Final Rule on the Northern Long-Eared Bat Stops Short of Adequate Protection
With spring upon us and baseball season in full swing, the mosquitoes are starting to join us at backyard barbecues and night games. For those of us wishing there were more bats around to spare us from these pesky insects, the news from the U.S. Fish and Wildlife Service (FWS) is not encouraging. Despite Congress’s best efforts to prevent a listing for the northern long-eared bat, FWS has finally granted the species federal protection under the Endangered Species Act (ESA).
This bat on the brink is suffering massive losses each winter because of a mysterious disease called white-nose syndrome. While the disease is the primary factor causing the species’ decline, the bat also faces other localized threats. Logging, highway construction, and oil and gas development fragment its forest habitat. Environmental toxins like pesticides and wastewater from fracking also threaten the species. And direct human disturbance from caving can wake bats from hibernation, causing them to starve to death. Federal protections for the remaining, dramatically declining populations of the northern long-eared bat could not have come soon enough.
However, you may want to hold off on your applause for the FWS home team for this listing. After going into extra innings on a final determination for the bat, FWS could only eke out a ground ball. On the same day it announced its official decision to protect the bat as a threatened species instead of an endangered species, the agency also published something called an “interim 4(d) rule” for the bat. A 4(d) rule for threatened species under the ESA essentially creates waivers from federal restrictions and protections under that act. In the case of the interim 4(d) rule for the northern long-eared bat, FWS granted broad regulatory waivers for a wide range of land use activities that take place in the bat’s habitat. In short,the 4(d) rule (issued on an interim basis) does not go nearly far enough to ensure a sustainable future for this important, insect-eating mammal.

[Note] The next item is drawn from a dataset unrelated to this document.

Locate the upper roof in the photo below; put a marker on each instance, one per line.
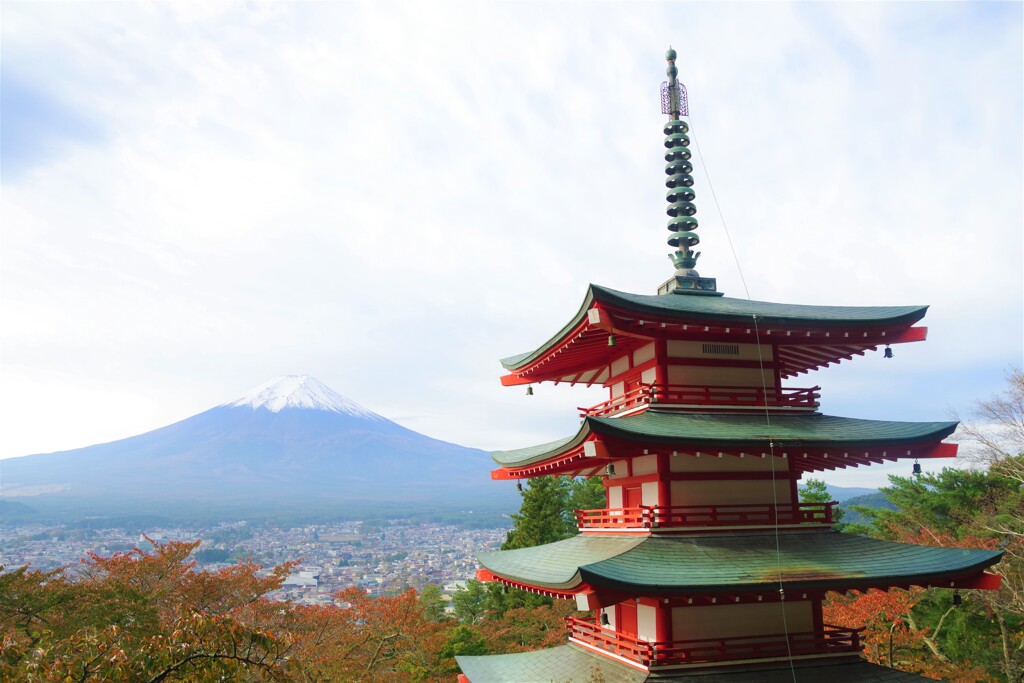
(827, 333)
(806, 438)
(721, 562)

White-nose syndrome has begun decimating northern long-eared bat populations in 28 of the 37 states where the bat is found. FWS acknowledges that it is just a matter of time before the disease spreads throughout the bat’s levitra online entire range. Yet the 4(d) rule imposes no incidental take restrictions on any land use activities in the nine states where the disease has not yet been detected. In those states, it will still be still legal to harass, harm, kill or capture a northern long-eared bat, as long as it was not done intentionally.
To make matters worse, the 4(d) rule waters down protection in states where populations have already plummeted due to white-nose syndrome. As long as they stay away from “known” maternity roosts and caves where bats hibernate (called hibernacula) and comply with certain limited restrictions in the 4(d) rule, many damaging activities can go forward. If these activities accidentally harm or kill a “protected” bat, there will be no consequences.
Requiring people to protect “known” maternity roosts and hibernacula is also more problematic than it is helpful. This sends the wrong and strong signal of “what you don’t know won’t hurt you,” creating zero incentive for a landowner to assess possible adverse impacts upon the bat before they alter the landscape.
Aside from failing to protect the northern long-eared bat in a meaningful way, this rule doesn’t include any proactive steps to keep the species from continuing to decline. It doesn’t set forward any comprehensive plan to protect the bat’s habitat, or to advance research on white-nose syndrome, which is desperately needed if we are ever to stop the spread of the disease. This is a tragic missed opportunity for furthering the species’ recovery.
The northern long-eared bat is now in the ninth inning and down to its last out. With an estimated 96% population decline in the northeastern portion of its range, it is clear that this species is currently endangered with a very real threat of extinction. FWS should not be granting sweeping waivers of protection for these important insect-eaters when more and more are disappearing every winter. If the agency allows this permissive 4(d) rule to stay on the books, the northern long-eared bat will be further endangered throughout its entire range. We’ll keep you posted on whether the agency makes any improvements to its final 4(d) rule. In the meantime, make sure you have plenty of citronella candles handy as you enjoy the great outdoors this spring.